I was shocked when I read a recent headline:
Divorce rate for adults ages 50+ has doubled in past 25 years.
Imagine, heading full stem ahead into your retirement years and you can't stand your spouse. But a recent Pew Research Center report says that is what is taking place.
What is going on with the Senior population?
We have been hearing for some time that people are remaining healthy and living longer, maybe even 30 years longer.
Could it be that the increase in "Gray Divorce" is a result of living longer?
Is a contributor the wide spread "Entitlement Mentality"?
"I have done my share and now it is time for me."
I think that over the years I have seen the "Stigma" of divorce drop to nearly zero. When I was a child, if I heard of anyone getting a divorce it was a really big scandal.
Many of the gray divorced couples have had successful careers and made a good income. They felt more financially stable.
But, we find that Gray Divorcees are really less financially secure. They do not have the benefits from their former spouse to make life more comfortable.
Many of them had just completed putting their children through college and that put a big dent in their retirement funds.
Many go through with the divorce out of emotions and often don't consider they will each have some kind of residence to maintain.
Frequently, couples going through divorce are so angry at each other that they will not sit down and work out a just settlement for each of them. Can each afford to purchase a separate home? Will they have enough to maintain it? Will they have to deal with reality and Rent?

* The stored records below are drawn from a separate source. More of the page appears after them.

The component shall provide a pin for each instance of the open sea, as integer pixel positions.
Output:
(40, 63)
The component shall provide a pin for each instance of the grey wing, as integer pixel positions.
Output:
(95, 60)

There are situations,all too often, where one, usually the man will be so angry they stop paying bills and mortgage and the joint property gets foreclosed on. Now they have wrecked their credit and have seriously impaired their ability to get a suitable home for each.
If a divorce is looming it is in the best interest of both parties to get with professionals who can guide them through the process in a sane and equitable manner.
I am a Seniors Real Estate Specialist and trained in Real Estate Divorce. I have built a great team of resources to help divorcing couples avoid the catastrophic results of a hotly contested divorce.
Aging brings it's own challenges and changes. Gray Divorce is a major challenge that can upset the whole apple cart.